Vários outros mercados têm características semelhantes ao de agroquímicos, “são mercados dinâmicos, sensíveis a vários fatores como suprimento, flutuação cambial, preço de compra/venda, prazo de pagamento, crédito, relacionamento na cadeia de distribuição”. Mas o mercado de agroquímicos possui um diferencial: o registro de produto. O tempo para aprovação desse registro pode ultrapassar 10 anos, dificultando, ou até impossibilitando, sobremaneira o acesso ao mercado.

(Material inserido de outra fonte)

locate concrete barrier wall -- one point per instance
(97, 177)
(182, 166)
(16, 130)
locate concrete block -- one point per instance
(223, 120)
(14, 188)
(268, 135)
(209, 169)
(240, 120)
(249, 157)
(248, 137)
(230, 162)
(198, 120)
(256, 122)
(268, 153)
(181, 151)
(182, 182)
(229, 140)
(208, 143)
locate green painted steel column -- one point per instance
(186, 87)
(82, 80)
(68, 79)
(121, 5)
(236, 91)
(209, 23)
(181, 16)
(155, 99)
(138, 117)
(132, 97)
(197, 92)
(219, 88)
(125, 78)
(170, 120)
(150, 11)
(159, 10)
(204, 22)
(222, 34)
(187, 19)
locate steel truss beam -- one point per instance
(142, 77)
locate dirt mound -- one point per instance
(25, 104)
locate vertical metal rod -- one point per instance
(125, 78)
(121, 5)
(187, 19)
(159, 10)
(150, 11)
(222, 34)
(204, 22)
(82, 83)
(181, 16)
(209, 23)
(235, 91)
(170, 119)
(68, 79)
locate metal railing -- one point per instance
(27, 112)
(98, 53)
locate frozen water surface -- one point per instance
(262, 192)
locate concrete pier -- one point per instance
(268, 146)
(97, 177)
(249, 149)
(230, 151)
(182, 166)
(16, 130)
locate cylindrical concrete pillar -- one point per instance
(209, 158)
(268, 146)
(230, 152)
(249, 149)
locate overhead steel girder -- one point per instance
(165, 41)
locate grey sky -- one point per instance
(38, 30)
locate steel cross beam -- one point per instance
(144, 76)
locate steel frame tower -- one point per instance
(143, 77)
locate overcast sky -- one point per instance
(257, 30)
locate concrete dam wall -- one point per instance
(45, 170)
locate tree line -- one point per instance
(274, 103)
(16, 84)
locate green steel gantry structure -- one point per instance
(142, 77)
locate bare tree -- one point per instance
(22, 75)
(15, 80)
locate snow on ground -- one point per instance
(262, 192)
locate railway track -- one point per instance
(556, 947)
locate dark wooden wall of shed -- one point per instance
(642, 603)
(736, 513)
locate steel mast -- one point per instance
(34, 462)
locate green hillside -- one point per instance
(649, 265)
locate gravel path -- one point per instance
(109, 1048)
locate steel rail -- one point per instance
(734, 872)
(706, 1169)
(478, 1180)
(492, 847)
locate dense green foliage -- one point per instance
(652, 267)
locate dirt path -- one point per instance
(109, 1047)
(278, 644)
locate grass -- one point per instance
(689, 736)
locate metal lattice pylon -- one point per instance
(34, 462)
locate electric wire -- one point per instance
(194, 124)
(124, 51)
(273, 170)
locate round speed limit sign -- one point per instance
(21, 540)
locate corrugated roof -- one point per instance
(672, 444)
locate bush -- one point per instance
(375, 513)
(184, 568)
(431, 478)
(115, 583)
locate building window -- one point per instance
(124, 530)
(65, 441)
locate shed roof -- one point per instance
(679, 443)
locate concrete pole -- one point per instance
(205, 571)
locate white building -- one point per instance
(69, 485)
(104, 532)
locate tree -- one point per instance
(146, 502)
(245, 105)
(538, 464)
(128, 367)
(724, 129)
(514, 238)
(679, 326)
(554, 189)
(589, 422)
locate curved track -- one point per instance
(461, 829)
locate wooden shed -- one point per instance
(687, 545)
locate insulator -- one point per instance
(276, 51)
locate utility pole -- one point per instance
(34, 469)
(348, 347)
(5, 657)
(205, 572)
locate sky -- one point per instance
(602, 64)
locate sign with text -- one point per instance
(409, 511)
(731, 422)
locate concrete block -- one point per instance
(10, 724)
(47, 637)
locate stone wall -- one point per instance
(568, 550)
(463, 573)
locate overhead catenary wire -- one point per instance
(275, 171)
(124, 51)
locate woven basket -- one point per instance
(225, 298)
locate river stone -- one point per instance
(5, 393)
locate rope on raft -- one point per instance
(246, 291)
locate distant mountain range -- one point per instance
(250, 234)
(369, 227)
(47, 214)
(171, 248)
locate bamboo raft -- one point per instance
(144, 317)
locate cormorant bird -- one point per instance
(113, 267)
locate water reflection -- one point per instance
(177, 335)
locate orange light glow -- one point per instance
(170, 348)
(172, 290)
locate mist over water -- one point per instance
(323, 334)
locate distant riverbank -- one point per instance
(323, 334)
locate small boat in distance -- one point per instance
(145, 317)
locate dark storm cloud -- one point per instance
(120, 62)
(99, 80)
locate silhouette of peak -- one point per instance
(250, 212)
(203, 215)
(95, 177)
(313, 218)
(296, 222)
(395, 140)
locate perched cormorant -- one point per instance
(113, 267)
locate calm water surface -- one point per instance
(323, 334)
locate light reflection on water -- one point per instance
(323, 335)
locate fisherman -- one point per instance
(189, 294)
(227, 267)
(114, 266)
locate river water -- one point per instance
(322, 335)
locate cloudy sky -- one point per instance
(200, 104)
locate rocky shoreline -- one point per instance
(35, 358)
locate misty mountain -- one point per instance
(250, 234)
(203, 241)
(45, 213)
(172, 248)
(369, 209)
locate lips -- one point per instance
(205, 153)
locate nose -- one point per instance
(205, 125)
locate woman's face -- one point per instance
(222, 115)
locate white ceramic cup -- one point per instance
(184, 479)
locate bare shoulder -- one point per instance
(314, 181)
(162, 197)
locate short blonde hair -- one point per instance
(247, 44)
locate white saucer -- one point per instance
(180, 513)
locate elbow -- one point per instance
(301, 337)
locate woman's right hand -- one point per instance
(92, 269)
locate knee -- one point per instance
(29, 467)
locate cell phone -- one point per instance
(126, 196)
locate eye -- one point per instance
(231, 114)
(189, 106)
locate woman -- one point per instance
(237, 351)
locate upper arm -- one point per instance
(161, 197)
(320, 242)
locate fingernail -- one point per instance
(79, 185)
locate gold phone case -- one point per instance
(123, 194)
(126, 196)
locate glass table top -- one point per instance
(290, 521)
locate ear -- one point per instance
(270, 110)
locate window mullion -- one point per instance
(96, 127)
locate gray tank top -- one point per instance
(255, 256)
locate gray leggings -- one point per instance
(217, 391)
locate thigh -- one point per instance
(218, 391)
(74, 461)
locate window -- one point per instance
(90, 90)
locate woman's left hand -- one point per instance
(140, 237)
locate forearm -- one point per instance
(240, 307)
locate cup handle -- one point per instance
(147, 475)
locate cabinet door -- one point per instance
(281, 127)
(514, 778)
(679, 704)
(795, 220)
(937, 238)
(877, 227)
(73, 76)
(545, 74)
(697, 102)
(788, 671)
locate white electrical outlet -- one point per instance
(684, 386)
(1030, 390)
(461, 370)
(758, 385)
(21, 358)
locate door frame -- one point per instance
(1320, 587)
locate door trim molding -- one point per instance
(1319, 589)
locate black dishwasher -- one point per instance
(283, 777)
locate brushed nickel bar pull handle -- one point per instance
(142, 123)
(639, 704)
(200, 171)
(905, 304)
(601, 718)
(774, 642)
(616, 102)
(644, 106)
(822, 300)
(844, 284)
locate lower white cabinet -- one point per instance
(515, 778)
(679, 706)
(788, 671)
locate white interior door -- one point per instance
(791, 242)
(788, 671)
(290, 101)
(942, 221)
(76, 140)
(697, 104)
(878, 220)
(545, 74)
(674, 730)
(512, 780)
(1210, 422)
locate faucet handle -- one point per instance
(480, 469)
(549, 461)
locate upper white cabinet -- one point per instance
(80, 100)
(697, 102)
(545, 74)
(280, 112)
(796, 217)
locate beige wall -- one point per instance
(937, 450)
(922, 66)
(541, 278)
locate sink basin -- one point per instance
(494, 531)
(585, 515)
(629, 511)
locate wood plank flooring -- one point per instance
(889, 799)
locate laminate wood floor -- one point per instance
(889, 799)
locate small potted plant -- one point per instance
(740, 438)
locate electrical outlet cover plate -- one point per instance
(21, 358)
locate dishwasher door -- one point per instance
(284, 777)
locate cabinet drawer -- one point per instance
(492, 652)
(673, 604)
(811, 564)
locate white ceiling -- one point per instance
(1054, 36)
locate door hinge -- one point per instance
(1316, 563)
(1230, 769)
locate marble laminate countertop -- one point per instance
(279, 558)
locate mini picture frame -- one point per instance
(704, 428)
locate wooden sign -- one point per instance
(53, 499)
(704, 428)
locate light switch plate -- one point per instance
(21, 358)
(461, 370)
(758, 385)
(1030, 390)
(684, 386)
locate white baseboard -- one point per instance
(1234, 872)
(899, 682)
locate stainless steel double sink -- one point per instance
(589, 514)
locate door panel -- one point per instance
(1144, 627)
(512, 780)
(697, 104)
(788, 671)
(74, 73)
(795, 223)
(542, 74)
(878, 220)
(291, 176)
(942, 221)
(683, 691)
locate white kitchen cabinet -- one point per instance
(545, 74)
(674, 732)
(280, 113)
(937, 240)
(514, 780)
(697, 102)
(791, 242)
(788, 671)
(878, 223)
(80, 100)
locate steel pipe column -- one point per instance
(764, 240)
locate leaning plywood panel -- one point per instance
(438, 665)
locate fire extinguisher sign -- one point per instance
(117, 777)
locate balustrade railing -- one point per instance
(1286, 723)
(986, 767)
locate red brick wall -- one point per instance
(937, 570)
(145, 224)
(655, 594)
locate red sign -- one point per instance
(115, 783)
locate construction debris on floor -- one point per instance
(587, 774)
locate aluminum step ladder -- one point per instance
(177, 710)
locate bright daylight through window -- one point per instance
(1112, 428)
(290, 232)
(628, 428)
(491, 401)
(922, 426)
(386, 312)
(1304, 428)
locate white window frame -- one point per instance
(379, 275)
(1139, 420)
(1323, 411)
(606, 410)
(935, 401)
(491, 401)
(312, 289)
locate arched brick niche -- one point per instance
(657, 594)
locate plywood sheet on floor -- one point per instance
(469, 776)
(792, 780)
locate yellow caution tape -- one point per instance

Para abreviar o tempo para avaliação dos registros e acessar mais rapidamente o mercado, as empresas estão apelando para ações judiciais contra os órgãos responsáveis pelas avaliações, Anvisa, Ibama e MAPA. Isso é possível porque as leis de agrotóxicos estipulam prazo máximo para conclusão das avaliações. Para produtos tipo formulado equivalente e técnico equivalente, de acordo com a Lei n° 14.785, de 27 de dezembro de 2023, conhecida como a Lei dos Agrotóxicos, o prazo é de até 12 meses.
De acordo com levantamentos realizados pela AllierBrasil, 30,23% das aprovações dos registros de produtos formulados equivalentes em 2023 ocorreram através de ações judiciais, e em 2022, essa participação foi de 35,71%.
O registro de produto não garante sucesso no acesso ao mercado, nem a longevidade da atuação da empresa. Os registros da Consagro e da Volcano foram incorporados por outros players.
Se por um lado a Lei dos Agrotóxicos estabelece prazo de até 12 meses para a conclusão da avaliação de registro, por outro lado define que “Emitido o registro para o agrotóxico… o titular do registro terá até dois anos para iniciar a produção e a comercialização do produto, sob pena de cancelamento do registro concedido”. Ou seja, o registro é aprovado com “prazo de validade”.
É importante frisar da necessidade do máximo de cautela nas avaliações de produtos que serão aplicados nas lavouras, e que os pesticidas proporcionem cada vez menos riscos e impactos ambientais e à saúde humana. Outrossim, o tempo para aprovação dos registros inibe a competição e desestimula investimentos.